About three weeks before my October job anniversary, VWE had a party at their new Healdsburg tasting room. I took photos of that party and posted them the same night. The next morning, I was called into a meeting with Mark and my boss. I was informed that my position was eliminated and they would be letting me go. It wasn’t a complete surprise to me. Sheri and I had just talked about that scenario a few days earlier. Obviously, they knew this was coming, but allowed me to work the night before, totally unaware. I was given some papers that they wanted me to sign. These papers included a statement that would sign away all my rights to sue them and a non-defamation clause so I couldn’t write about what happened. In exchange, I would receive two weeks severance. Needless to say, I was *overwhelmed* by their generosity and didn’t sign any of their documents.

By the end of September, I had moved back to Seattle and in the beginning of October, I went on vacation to Italy. By the time I returned from vacation, VWE had hired Ed to fill the position that was “eliminated”. To add insult to injury, for several weeks after, I kept getting emails from Ed to help access some account to change things over for him. After a few of these, I decided I no longer worked there and Ed should start earning his pay.

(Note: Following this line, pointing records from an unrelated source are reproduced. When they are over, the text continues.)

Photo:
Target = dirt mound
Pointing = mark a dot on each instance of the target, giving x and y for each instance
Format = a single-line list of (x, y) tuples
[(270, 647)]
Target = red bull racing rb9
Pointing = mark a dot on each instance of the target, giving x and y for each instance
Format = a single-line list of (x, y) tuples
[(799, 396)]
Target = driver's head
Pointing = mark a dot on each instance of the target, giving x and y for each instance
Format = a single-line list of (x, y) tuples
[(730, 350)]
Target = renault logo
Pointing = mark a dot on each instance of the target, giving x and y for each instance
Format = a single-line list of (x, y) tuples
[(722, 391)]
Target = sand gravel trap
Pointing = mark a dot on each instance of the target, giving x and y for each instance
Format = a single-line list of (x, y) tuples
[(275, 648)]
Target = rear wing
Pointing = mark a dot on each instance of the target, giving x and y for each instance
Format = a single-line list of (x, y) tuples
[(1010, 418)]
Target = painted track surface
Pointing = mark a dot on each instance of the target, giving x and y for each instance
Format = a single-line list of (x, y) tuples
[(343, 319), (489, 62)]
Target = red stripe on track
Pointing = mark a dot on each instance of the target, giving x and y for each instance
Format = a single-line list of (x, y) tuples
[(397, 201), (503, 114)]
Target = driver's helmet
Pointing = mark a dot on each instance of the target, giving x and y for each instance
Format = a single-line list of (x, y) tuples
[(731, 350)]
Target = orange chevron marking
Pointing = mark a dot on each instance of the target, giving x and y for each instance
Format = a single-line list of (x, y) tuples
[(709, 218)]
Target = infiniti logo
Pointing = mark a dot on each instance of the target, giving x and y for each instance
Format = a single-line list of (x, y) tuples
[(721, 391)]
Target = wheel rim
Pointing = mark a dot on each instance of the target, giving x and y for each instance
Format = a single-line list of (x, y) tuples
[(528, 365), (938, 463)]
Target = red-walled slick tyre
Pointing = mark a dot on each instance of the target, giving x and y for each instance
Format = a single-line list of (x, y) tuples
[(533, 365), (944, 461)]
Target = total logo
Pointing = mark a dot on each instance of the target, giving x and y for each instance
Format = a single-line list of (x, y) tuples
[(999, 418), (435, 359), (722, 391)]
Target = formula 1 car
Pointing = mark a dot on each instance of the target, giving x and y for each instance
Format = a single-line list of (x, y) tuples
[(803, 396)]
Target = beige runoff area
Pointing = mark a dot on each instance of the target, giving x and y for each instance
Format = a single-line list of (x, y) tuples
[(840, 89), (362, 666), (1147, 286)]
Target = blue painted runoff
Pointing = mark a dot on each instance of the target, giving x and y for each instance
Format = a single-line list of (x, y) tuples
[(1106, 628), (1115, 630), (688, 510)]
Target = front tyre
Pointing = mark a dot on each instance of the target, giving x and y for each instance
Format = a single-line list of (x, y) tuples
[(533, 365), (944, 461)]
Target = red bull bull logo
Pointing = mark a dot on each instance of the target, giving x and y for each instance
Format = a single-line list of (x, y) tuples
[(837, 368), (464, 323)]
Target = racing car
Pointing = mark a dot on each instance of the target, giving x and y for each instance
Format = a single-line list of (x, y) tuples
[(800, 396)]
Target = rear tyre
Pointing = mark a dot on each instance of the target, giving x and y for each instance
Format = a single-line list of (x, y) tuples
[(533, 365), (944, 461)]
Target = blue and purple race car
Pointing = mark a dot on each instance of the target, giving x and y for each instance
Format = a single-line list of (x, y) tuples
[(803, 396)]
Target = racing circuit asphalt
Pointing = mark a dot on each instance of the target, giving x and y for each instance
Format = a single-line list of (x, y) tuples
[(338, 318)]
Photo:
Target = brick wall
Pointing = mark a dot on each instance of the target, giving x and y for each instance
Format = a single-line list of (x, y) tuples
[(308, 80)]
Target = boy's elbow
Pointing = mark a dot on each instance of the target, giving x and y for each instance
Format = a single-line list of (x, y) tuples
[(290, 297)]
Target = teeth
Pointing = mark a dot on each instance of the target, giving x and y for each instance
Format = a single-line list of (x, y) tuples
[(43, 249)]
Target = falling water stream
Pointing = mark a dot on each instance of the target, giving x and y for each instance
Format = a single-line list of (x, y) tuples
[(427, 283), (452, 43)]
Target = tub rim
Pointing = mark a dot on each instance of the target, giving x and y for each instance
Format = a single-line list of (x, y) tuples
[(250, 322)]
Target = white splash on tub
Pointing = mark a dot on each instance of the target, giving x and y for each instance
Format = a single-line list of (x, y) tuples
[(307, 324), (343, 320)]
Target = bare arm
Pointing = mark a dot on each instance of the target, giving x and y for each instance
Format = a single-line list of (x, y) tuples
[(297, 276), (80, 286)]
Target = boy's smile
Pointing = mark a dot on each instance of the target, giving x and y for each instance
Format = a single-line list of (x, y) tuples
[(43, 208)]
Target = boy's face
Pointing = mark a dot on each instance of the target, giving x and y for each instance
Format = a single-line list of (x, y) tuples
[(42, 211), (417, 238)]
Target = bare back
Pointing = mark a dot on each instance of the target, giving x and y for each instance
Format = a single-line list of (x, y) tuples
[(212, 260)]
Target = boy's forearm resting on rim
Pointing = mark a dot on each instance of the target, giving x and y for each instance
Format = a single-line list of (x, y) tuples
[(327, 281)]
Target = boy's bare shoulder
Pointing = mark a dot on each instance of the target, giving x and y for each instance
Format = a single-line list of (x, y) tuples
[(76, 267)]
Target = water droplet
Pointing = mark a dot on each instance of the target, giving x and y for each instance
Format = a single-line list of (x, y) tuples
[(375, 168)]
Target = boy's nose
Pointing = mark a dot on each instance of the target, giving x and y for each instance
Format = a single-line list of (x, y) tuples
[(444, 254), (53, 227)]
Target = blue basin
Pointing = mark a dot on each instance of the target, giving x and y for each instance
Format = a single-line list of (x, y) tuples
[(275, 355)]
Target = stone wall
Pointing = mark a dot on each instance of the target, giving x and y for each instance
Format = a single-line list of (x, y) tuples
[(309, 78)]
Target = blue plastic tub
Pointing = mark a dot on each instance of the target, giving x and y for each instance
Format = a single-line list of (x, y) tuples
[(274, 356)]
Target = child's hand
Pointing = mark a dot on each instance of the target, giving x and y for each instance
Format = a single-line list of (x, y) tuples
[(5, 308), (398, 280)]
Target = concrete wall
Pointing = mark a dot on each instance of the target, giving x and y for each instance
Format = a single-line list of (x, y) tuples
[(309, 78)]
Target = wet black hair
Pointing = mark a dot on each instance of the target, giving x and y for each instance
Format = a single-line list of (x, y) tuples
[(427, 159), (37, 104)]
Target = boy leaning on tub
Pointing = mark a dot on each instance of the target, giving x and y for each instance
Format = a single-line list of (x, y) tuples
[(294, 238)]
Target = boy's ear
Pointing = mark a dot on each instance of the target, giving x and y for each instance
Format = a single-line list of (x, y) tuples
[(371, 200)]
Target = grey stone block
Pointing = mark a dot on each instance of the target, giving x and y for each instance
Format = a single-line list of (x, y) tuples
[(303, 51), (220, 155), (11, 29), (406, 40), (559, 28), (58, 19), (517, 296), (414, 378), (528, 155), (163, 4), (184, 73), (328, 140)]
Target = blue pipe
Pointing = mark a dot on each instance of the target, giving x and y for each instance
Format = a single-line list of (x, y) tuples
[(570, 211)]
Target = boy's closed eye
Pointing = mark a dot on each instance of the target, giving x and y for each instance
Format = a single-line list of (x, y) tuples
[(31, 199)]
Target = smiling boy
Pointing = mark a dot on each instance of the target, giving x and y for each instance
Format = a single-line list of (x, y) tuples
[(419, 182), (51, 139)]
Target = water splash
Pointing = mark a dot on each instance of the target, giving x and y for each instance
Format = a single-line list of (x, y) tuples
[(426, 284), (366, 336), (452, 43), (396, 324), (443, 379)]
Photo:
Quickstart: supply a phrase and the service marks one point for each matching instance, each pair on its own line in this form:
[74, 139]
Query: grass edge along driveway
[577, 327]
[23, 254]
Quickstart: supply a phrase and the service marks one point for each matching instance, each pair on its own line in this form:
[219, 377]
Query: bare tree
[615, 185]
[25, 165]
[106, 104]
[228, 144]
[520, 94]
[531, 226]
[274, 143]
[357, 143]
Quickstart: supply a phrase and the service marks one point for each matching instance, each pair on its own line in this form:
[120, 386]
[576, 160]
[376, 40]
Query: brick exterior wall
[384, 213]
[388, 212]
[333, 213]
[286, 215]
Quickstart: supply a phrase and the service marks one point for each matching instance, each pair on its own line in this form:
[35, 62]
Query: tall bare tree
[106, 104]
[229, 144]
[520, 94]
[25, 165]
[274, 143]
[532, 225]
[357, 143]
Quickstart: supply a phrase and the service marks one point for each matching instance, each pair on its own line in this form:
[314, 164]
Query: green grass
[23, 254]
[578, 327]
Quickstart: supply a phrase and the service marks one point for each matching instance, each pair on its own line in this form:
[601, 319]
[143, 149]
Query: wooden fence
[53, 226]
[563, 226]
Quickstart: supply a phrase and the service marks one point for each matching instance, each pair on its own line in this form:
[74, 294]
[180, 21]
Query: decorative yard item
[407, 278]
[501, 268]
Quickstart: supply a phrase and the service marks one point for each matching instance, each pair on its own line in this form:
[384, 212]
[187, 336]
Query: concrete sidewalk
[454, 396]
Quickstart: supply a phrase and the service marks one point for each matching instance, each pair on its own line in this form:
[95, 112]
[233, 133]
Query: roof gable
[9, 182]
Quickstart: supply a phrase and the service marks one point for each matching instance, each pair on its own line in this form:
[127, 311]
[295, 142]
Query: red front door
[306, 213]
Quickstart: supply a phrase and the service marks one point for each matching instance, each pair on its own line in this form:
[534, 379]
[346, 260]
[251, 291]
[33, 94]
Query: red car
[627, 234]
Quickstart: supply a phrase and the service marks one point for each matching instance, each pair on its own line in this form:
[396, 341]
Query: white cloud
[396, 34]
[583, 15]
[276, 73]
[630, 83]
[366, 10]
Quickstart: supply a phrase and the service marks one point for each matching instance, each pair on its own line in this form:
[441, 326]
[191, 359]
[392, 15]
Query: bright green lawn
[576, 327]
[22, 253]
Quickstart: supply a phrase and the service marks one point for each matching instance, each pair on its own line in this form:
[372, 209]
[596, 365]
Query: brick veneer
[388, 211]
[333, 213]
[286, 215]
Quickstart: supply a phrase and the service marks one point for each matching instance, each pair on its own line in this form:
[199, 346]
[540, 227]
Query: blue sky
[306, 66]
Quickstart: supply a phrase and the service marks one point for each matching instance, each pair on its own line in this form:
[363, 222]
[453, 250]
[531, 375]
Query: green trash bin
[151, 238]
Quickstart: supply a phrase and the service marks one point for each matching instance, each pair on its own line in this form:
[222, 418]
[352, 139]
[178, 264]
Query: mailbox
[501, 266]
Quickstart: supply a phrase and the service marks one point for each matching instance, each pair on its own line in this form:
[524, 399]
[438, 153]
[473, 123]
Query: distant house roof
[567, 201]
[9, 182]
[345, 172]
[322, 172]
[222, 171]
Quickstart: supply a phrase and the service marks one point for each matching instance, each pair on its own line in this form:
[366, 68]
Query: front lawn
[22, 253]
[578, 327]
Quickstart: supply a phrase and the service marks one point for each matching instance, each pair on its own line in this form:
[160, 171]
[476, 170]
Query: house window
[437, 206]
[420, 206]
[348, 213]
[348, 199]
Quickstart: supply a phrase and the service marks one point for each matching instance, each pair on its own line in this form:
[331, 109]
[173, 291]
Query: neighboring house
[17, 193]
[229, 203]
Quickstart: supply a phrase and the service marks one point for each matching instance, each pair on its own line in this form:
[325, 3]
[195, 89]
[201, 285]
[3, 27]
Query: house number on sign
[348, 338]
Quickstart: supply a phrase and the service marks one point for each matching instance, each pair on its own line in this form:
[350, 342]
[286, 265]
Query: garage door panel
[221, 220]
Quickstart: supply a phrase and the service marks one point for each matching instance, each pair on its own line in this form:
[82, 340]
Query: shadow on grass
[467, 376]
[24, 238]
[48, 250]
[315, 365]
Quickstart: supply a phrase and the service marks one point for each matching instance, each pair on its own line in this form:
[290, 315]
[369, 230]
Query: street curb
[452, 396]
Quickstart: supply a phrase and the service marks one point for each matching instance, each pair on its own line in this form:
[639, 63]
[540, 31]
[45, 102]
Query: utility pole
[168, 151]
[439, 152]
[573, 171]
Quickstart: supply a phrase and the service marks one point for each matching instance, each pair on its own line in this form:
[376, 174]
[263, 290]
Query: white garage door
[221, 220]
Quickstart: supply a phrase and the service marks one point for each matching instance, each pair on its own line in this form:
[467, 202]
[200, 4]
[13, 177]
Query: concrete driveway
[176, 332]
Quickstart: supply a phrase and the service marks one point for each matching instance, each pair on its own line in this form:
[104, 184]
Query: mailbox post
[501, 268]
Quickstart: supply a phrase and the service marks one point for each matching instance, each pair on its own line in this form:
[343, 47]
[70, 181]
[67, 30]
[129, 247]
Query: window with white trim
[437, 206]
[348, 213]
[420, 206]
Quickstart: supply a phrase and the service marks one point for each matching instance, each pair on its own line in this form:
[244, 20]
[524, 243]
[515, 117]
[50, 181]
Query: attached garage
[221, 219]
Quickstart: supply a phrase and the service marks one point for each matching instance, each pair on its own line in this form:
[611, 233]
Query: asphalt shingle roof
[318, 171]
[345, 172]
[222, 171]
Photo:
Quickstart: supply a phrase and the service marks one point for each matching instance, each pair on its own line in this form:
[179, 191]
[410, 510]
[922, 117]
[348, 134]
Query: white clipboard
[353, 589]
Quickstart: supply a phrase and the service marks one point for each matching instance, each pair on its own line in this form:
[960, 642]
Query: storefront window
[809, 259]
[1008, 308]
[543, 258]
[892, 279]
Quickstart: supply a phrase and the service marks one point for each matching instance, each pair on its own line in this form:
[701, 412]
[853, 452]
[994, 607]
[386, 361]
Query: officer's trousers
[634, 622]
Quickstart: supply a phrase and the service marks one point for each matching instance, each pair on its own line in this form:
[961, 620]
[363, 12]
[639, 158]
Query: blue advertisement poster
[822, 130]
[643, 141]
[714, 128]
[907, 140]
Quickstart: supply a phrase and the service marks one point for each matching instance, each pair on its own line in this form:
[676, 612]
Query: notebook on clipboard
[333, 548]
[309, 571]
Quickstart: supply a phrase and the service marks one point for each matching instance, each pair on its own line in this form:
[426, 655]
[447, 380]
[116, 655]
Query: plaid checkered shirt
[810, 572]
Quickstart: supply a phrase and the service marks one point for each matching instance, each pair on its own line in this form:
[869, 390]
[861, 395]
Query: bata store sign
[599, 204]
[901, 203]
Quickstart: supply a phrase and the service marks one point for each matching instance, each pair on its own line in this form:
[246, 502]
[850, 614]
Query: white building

I’ve always believed that if you worked hard, paid your dues and kept your nose clean, you would be rewarded. Not so. That old adage of, “cheaters never prosper,” just isn’t true anymore. Lance Armstrong got rich cheating. Do you really think becoming the poster boy of lying will make his riches disappear? Ed got into the wine industry by purposefully usurping me. Very few people know what happened, some speculated, most didn’t care. Knowing won’t change what happened, but knowing someone will stab another in the back to get ahead should give you pause before you associate with them. Who’s to say that knife won’t be in your back next.